My opinion after observing your actions is that you care about the board, about making presentations about the board, and by extension about yourself.

By the way, probably coincidence but Pseudoname's last post was the same day Phillipa announced ASV's death.
............................................
Excerpt of the presentation

Suicide and the Internet

Robert C Hsiung, Azy Barak, Denise Silber
1 University of Chicago, Chicago, USA, 2 Israel University of Haifa, Israel, 3 France Basil Strategies, France

In this workshop, we explore the topic of suicide and the Internet from three perspectives. First, we report a suicide in an online peer support group in the United States. Next, we present an online suicide prevention service in Israel. Finally, we address the ethical responsibilities of the administrators of sites like these. This is, to our knowledge, the first report of a suicide in an online group. The group was a peer support message board focused on mental health and managed by a mental health professional. The reactions of the group members to the suicide was as varied as might have been expected in "real life" and included the wish for more information as well as outright disbelief; feelings of sadness, helplessness, anger, and loss; physical symptoms; remembrances of the deceased member; self-reflection; and support for each other. There were questions about the boundary between "e-life" and real life. Should group members use her real name? Go to her funeral? The board appeared to function as an effective "holding environment." No group members reported injuring themselves -- or were reported to have suicided -- in response. Administrative issues included notifying the institutional review board involved (the group was at the time considered a research study), ensuring that additional resources were available for those coping with crisis, and establishing some sort of memorial. A concern regarding the memorial was suicide "contagion." In the end, it simply linked to selected posts: remembrances, songs and poems, posts written to her *after* her suicide, and posts of her own, including ones about a previous suicide attempt and on her philosophy of suicide. The memorial area may function as a virtual cemetery for the virtual community. Having the administrator establish it may in part have served to reassure surviving group members that he cared about the deceased member -- and, by extension, about them.

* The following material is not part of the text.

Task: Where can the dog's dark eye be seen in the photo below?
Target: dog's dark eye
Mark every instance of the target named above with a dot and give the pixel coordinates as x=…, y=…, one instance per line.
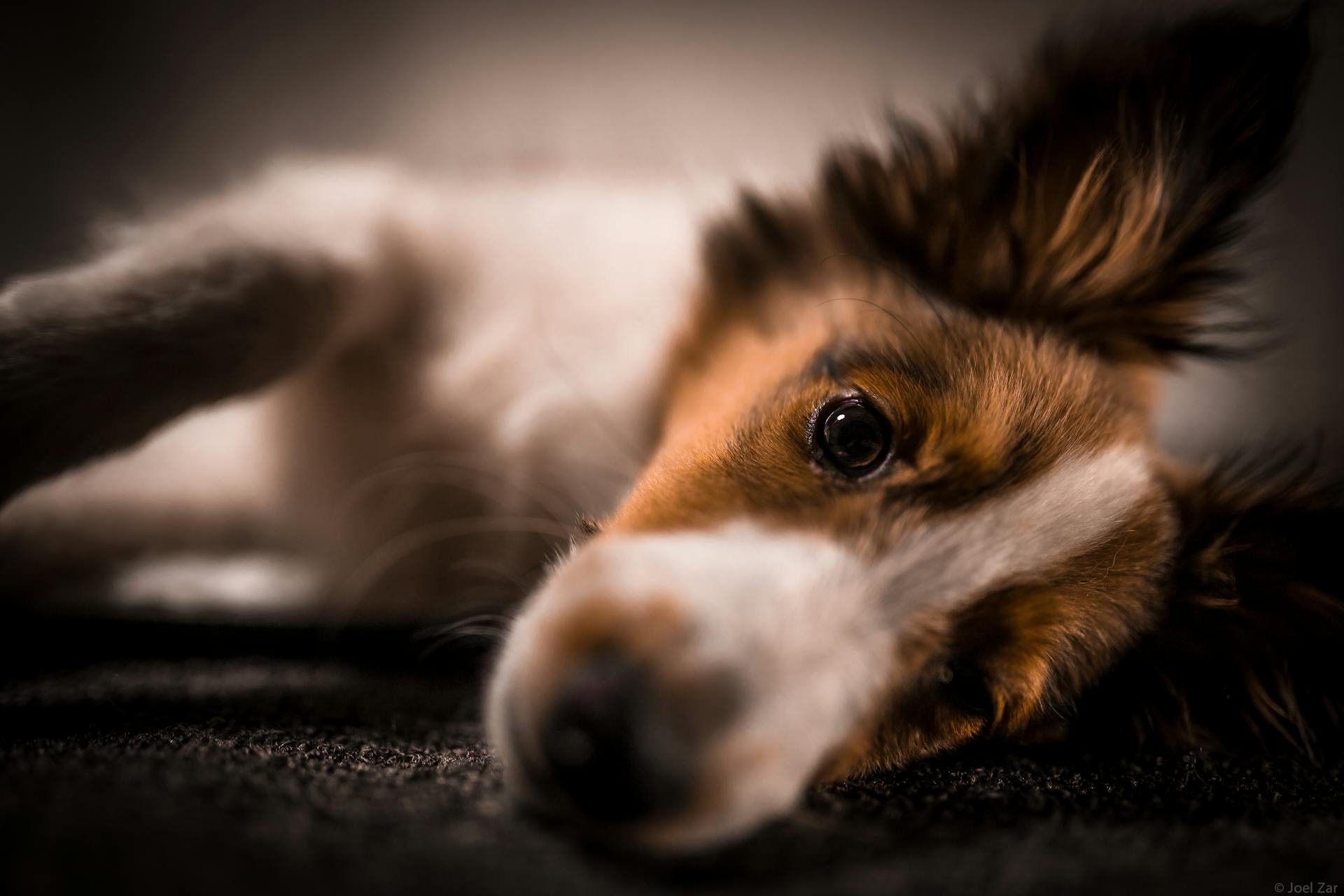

http://www.hon.ch/Mednet2003/abstracts/371287659.html
.........................................
This is a news story re a proposed study of online suicide contagion.

The world’s first generation to double-click its way through elementary school is using the Web to stay connected — even in death, where the popularity of MySpace has given rise to MyDeathSpace.com. The site archives profiles of deceased MySpace members.


Psychologists wonder if such electronic farewells and self-memorials provide negative role models for teens in despair, encouraging suicide. University of South Florida researchers hope to answer that question.


Web sites frequented by teens are, in some cases, rife with talk of death. They acknowledge suicides that might be discreetly omitted from mainstream publications, which typically take a cue from mental health workers who warn of a contagion effect.


“Sometimes people get concerned when a young person is highlighted in the newspaper,” said Dr. Ilene R. Berson, associate professor of the Florida Mental Health Institute at the University of South Florida.


“People say other kids are going to hear about this and they’re going to relate with that young person, particularly if everyone is saying all these wonderful things,” Berson said.


Berson and a USF faculty team are seeking funding to study whether social networking web sites create a suicide contagion effect.


Researchers would design a computer algorithm to see if MySpace members who kill themselves have been linked online to other suicidal members. They will also tap into MyDeathSpace, which as of Friday, registered 55 suicides and 457 other deaths.